For inference (running the model), you don’t need the fast NVLink bridge. You can just plug both cards into your motherboard. The software (llama.cpp or ExLlama) automatically splits the model across the cards. It handles the “layer splitting” over the PCIe bus.
It is ugly. It draws 700 watts of power. It heats up my room.
But it runs Llama 4 70B at 40 tokens per second. That is faster than the GPT-4 API, and it costs me exactly $0.12 a day in electricity.
4. The Setup: How to actually do it
Stop being intimidated by Linux. Here is the “Dummy Guide” to getting this running in 10 minutes on Windows.
Step 1: Get the Software
Download LM Studio. It’s the easiest entry point. It handles the drivers, the interface, and the downloading.
Step 2: Get the Model
Search for Llama-3-70B-Instruct-v2-GGUF.
Look for the file named Q4_K_M.gguf.
(Q4 = 4-bit Quantization. K_M = The “Medium” balanced mixing method. This is the sweet spot between smarts and size).
Step 3: Offload
On the right-hand panel of LM Studio, look for “GPU Offload.”
Slide that bar all the way to “Max.”
If you have dual GPUs, check “Split across GPUs.”
Step 4: Chat
Turn off your wifi. Unplug the ethernet.
Ask it: “Analyze my bank statement for risky spending patterns.”
Paste in your un-redacted CSV.
Watch the tokens fly.
Feel the freedom of knowing that Sam Altman isn’t reading your financial data.
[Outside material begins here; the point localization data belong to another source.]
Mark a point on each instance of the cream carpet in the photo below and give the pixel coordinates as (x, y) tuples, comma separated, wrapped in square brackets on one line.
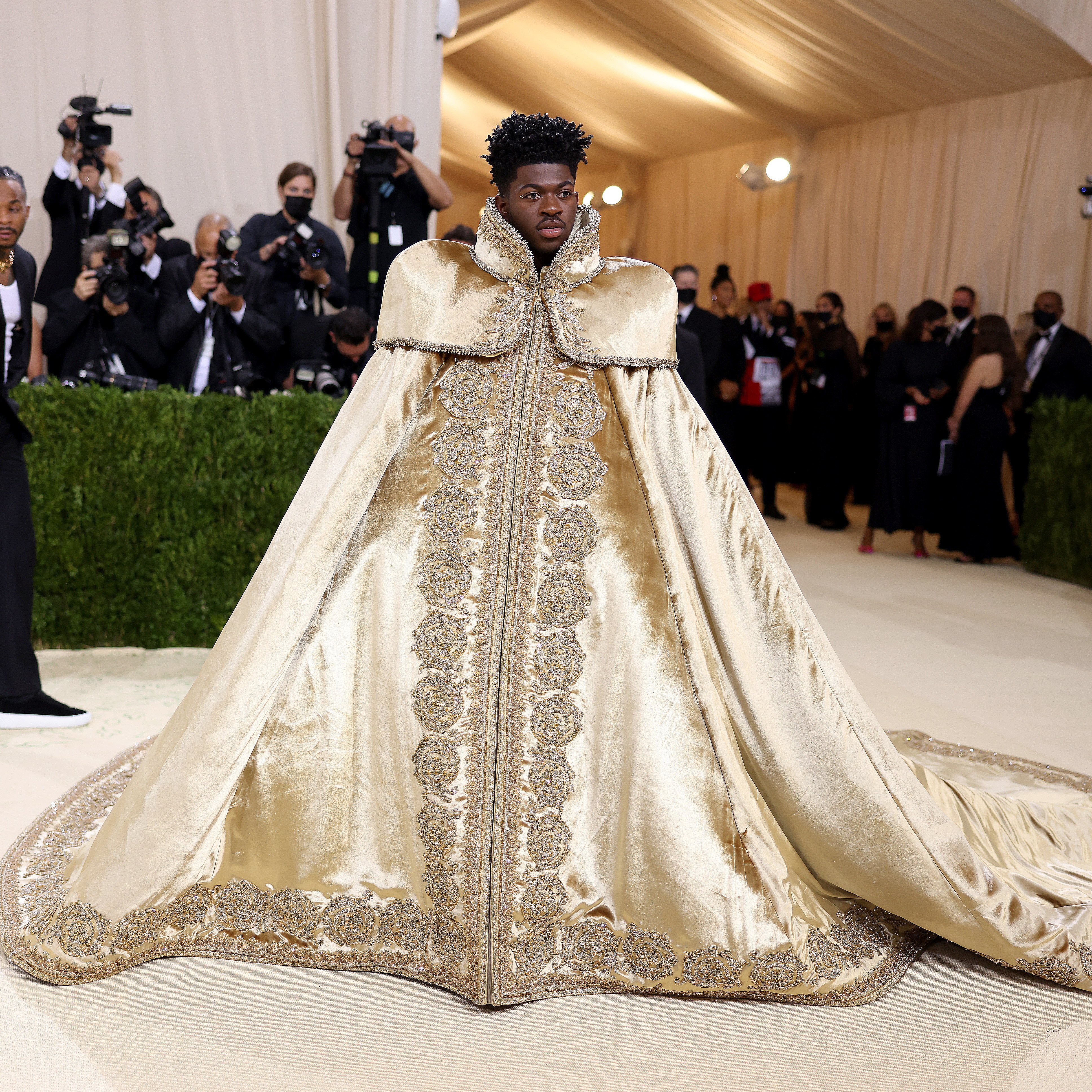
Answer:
[(991, 657)]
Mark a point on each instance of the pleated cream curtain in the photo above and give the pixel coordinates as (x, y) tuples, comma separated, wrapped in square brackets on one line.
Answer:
[(982, 191), (223, 94)]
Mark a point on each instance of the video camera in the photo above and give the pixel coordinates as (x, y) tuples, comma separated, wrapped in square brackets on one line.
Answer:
[(112, 276), (378, 159), (318, 376), (147, 223), (89, 133), (304, 245), (229, 269)]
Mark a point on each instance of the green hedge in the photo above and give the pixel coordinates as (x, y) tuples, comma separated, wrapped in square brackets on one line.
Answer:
[(153, 509), (1056, 538)]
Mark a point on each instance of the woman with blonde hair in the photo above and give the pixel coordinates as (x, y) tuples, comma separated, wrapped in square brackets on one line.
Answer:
[(979, 526)]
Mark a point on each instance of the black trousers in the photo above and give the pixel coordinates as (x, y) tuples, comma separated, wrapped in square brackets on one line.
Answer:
[(759, 446), (19, 669)]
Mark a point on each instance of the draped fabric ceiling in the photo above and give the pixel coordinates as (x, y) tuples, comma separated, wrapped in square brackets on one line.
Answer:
[(691, 89)]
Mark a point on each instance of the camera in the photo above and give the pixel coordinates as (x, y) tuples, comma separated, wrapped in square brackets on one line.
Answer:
[(99, 372), (229, 269), (304, 245), (147, 223), (112, 277), (89, 133), (378, 159), (318, 376)]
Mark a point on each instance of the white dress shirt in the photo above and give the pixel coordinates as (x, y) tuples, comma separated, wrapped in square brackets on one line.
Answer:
[(205, 361), (115, 193), (1038, 354)]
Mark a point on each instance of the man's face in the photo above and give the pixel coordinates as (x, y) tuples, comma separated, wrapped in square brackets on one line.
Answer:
[(205, 244), (14, 212), (350, 351), (963, 298), (686, 279), (542, 206), (1048, 302)]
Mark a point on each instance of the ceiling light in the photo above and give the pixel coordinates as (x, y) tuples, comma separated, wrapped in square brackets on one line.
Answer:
[(752, 177), (778, 170)]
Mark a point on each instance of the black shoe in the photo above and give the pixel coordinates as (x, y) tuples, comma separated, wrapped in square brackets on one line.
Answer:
[(40, 711)]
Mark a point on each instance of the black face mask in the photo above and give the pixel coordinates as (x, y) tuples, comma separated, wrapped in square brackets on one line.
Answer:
[(298, 208)]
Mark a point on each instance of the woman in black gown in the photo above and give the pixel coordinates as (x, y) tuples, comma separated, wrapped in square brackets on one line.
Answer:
[(979, 526), (910, 389), (835, 372), (864, 426)]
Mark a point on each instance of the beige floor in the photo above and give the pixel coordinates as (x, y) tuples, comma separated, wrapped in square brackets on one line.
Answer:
[(990, 657)]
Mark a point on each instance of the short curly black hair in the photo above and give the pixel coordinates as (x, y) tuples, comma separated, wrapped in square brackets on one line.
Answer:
[(538, 138)]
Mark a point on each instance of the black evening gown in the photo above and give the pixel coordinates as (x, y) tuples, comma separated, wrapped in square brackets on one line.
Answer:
[(828, 431), (864, 425), (979, 523), (906, 494)]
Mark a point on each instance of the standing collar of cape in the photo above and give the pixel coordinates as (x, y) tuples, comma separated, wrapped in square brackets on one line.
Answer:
[(446, 298)]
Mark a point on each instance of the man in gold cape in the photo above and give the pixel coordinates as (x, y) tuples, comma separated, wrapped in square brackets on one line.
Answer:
[(523, 700)]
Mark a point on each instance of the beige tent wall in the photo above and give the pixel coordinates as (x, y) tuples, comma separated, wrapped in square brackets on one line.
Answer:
[(982, 191), (223, 94)]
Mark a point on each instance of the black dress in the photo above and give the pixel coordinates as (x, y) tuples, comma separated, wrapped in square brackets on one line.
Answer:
[(979, 525), (864, 426), (828, 431), (909, 439)]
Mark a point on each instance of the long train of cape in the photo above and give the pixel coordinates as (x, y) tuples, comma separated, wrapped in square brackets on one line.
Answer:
[(523, 701)]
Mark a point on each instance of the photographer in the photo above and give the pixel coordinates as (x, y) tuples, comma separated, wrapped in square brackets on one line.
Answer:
[(102, 327), (22, 703), (145, 205), (330, 353), (79, 207), (305, 273), (407, 198), (217, 336)]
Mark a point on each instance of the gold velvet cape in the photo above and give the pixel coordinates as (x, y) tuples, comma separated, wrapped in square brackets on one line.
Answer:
[(523, 701)]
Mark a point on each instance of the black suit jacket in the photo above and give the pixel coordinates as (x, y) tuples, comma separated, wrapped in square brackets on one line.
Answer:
[(78, 331), (71, 223), (692, 364), (707, 327), (25, 271), (1066, 371), (182, 328)]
5. Conclusion: Own the Weights
The “API Tax” is a tax on laziness.
They want you to believe that AI is a service, like Netflix. They want you to stream intelligence.
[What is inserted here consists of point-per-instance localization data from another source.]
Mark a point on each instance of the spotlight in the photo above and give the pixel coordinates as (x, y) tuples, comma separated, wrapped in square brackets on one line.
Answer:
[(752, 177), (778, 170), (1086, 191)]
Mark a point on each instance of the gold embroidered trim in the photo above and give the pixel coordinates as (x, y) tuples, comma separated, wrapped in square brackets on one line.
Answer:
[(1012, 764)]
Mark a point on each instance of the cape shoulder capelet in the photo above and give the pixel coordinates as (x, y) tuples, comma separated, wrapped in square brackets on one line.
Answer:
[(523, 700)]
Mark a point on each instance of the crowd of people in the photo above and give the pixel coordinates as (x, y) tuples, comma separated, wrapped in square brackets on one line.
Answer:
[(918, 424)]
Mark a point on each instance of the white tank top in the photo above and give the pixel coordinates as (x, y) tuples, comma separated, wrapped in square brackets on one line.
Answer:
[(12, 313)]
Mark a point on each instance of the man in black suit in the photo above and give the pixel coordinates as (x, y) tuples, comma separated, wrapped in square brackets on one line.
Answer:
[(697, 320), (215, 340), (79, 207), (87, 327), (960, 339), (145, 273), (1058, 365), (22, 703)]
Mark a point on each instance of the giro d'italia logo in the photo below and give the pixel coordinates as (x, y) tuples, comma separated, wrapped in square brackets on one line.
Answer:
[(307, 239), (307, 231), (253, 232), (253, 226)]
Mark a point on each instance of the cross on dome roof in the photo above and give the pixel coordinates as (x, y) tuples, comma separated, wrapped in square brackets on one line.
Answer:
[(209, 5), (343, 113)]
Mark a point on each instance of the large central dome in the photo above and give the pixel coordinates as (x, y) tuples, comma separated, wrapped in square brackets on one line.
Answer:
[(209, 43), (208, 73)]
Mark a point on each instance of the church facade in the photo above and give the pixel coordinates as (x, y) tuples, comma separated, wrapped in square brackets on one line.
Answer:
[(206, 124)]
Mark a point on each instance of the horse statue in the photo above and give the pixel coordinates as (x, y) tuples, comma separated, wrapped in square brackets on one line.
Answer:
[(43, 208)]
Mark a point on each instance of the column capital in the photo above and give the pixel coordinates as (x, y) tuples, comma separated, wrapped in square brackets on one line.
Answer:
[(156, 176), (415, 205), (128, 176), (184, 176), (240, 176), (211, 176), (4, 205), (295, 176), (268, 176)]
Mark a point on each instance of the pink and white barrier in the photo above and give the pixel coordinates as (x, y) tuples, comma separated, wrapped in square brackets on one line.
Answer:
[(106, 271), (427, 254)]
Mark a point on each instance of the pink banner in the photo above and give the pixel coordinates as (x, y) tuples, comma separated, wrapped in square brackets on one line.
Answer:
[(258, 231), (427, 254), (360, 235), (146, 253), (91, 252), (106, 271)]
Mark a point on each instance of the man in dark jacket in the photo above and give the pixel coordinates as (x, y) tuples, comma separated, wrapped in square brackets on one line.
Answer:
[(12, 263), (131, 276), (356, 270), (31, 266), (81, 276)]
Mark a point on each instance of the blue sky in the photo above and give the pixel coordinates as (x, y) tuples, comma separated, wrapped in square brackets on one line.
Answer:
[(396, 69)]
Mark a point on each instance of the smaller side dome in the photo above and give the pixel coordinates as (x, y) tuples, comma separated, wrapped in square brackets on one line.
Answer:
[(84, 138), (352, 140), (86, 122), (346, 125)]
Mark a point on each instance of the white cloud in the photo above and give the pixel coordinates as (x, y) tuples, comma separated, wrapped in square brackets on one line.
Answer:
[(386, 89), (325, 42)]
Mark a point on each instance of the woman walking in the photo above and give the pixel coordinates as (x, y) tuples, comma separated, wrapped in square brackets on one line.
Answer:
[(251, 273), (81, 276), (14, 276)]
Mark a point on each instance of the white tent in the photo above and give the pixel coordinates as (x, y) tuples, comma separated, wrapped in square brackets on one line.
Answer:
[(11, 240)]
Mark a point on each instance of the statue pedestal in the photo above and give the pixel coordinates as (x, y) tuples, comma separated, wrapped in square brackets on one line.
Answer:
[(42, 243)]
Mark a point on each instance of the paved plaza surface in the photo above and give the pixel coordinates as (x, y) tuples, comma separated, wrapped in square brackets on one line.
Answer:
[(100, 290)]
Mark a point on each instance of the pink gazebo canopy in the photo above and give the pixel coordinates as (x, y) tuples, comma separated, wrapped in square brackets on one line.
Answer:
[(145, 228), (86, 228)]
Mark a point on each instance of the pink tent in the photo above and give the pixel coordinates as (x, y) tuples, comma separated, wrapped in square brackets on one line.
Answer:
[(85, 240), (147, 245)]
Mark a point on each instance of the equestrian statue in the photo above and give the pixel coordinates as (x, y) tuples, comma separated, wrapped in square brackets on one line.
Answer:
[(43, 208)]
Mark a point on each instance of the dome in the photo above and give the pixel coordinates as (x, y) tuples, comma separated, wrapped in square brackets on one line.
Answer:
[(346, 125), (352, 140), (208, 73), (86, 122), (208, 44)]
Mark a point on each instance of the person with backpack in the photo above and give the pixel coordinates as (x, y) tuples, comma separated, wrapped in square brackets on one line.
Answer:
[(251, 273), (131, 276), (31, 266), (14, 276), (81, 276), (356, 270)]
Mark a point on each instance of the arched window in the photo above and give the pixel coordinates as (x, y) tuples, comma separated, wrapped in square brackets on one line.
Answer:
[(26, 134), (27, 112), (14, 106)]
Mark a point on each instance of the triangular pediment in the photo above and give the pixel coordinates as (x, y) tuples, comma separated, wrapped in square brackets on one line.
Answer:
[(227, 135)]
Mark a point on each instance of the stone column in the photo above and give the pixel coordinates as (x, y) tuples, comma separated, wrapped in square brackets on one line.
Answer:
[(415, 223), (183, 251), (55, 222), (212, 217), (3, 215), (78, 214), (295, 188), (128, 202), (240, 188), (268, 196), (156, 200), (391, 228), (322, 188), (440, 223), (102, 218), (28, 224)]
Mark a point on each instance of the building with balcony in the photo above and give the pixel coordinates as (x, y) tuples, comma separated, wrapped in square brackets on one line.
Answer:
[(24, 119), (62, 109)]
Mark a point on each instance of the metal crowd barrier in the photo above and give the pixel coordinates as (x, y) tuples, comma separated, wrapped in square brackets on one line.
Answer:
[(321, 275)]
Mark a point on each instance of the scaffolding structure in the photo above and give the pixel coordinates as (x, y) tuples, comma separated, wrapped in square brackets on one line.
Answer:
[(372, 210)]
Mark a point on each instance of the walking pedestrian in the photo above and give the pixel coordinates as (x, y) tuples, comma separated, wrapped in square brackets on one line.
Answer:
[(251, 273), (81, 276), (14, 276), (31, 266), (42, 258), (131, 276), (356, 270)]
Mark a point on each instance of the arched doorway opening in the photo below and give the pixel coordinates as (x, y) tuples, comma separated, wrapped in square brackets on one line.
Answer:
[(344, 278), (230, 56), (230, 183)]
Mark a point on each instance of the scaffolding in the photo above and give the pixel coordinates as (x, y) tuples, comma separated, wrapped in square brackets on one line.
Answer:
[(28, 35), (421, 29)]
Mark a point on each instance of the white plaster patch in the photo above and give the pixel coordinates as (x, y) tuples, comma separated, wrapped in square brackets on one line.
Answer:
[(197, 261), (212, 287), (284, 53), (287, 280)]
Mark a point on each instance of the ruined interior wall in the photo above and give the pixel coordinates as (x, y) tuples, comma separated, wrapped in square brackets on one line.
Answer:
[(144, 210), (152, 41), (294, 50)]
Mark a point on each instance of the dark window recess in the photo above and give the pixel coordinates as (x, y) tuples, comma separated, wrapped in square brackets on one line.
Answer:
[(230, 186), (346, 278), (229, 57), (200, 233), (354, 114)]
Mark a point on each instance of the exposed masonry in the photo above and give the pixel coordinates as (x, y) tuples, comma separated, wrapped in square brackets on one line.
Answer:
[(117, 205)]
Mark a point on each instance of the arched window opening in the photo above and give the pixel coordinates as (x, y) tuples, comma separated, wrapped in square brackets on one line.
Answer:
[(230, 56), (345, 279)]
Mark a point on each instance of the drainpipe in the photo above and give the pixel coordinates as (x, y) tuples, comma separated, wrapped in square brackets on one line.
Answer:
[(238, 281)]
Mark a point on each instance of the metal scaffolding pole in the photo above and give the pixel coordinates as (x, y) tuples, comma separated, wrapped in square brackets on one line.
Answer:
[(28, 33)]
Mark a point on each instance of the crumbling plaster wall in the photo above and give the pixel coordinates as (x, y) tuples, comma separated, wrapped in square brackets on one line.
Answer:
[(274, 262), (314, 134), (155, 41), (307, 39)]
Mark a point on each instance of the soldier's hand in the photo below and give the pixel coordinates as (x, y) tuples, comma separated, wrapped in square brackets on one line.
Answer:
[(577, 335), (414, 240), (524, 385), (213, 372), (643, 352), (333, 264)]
But AI isn’t a movie. It’s a calculator. It’s a utility.
Once you download the weights, they are yours forever. They can’t depreciate. They can’t be censored. They can’t change the price.
We are entering a world where the most valuable asset you can own isn’t Bitcoin; it’s a 70B parameter model on a hard drive that works when the internet goes down.
Stop renting your brain. Buy the GPU. Join the resistance.